For instance, after I have created my operations, fed the batch data through the operation and run the operation, does tf.train.batch automatically feed in another batch of
... does tf.train.batch automatically feeds in another batch of data to the session?
No. Nothing happens automatically. You must call sess.run(...)
again to load a new batch.
Does this mean even without a loop, the next batch could be automatically fed?
No. tf.train.batch(..)
will always load batch_size
tensors. If you have for example 100 images and a batch_size=30
then you will have 3*30 batches as in you can call sess.run(batch)
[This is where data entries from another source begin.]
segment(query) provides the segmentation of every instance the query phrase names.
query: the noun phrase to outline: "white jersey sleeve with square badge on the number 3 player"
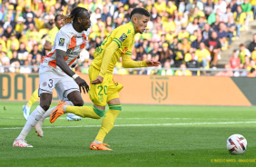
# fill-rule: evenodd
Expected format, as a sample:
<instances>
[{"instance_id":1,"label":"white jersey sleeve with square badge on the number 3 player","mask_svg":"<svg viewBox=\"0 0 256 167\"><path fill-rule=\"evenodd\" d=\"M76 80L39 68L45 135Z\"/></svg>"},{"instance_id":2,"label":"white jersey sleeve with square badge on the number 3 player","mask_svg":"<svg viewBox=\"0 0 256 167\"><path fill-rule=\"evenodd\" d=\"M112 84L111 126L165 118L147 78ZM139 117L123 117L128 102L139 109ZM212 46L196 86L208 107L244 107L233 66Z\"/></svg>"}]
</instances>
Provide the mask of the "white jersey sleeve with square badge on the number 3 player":
<instances>
[{"instance_id":1,"label":"white jersey sleeve with square badge on the number 3 player","mask_svg":"<svg viewBox=\"0 0 256 167\"><path fill-rule=\"evenodd\" d=\"M55 37L55 49L62 50L64 52L67 51L68 46L70 44L71 37L65 34L63 31L59 31Z\"/></svg>"}]
</instances>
three times before the input queue will start from the beginning (or stop if epoch=1
). This means that you miss out 100-3*30=10
samples from training. In case you do not want to miss them you can do tf.train.batch(..., allow_smaller_final_batch=True)
so now you will have 3x 30-sample-batches and 1x 10-sample-batch before the input queue will restart.
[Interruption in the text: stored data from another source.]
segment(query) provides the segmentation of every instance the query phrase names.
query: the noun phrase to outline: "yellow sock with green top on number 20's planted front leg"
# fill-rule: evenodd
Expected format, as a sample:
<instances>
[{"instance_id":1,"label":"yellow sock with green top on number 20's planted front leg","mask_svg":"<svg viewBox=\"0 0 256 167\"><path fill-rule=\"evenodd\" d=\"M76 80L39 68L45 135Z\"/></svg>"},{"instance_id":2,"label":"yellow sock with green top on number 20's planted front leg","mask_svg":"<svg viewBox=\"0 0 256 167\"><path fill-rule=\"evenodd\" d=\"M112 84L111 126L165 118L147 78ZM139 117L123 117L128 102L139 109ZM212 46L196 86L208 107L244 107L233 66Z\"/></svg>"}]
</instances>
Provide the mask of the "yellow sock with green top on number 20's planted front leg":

Let me also elaborate with a code sample:
queue = tf.train.string_input_producer(filenames,
num_epochs=1) # only iterate through all samples in dataset once
reader = tf.TFRecordReader() # or any reader you need
_, example = reader.read(queue)
image, label = your_conversion_fn(example)
# batch will now load up to 100 image-label-pairs on sess.run(...)
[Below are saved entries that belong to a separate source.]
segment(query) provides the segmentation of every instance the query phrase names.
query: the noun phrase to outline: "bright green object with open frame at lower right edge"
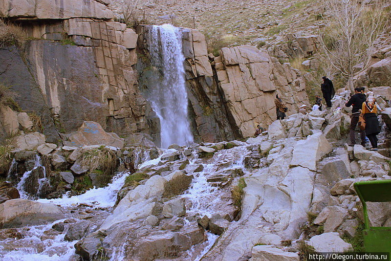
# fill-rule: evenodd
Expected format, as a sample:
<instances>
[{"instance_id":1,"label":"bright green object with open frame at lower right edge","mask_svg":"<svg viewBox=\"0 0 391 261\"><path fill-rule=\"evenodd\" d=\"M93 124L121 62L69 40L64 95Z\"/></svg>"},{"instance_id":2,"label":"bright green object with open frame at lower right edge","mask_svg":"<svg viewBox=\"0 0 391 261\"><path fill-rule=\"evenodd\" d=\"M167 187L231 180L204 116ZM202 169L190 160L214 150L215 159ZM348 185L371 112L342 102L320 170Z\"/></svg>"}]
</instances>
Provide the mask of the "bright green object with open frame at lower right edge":
<instances>
[{"instance_id":1,"label":"bright green object with open frame at lower right edge","mask_svg":"<svg viewBox=\"0 0 391 261\"><path fill-rule=\"evenodd\" d=\"M364 247L367 252L391 252L391 227L371 227L366 202L390 202L391 179L354 183L354 189L363 204Z\"/></svg>"}]
</instances>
# most tf ops are tuned to work on batches
# this is faster and also gives better result on e.g. gradient calculation
batch = tf.train.batch([image, label], batch_size=100)
with tf.Session() as sess:
# "boilerplate" code
sess.run([
tf.local_variables_initializer(),
tf.global_variables_initializer(),
])
coord = tf.train.Coordinator()
threads = tf.train.start_queue_runners(sess=sess, coord=coord)
try:
# in most cases coord.should_stop() will return True
# when there are no more samples to read
# if num_epochs=0 then it will run for ever
while not coord.should_stop():
# will start reading, working data from input queue
# and "fetch" the results of the computation graph
# into raw_images and raw_labels
raw_images, raw_labels = sess.run([images, labels])
finally:
coord.request_stop()
coord.join(threads)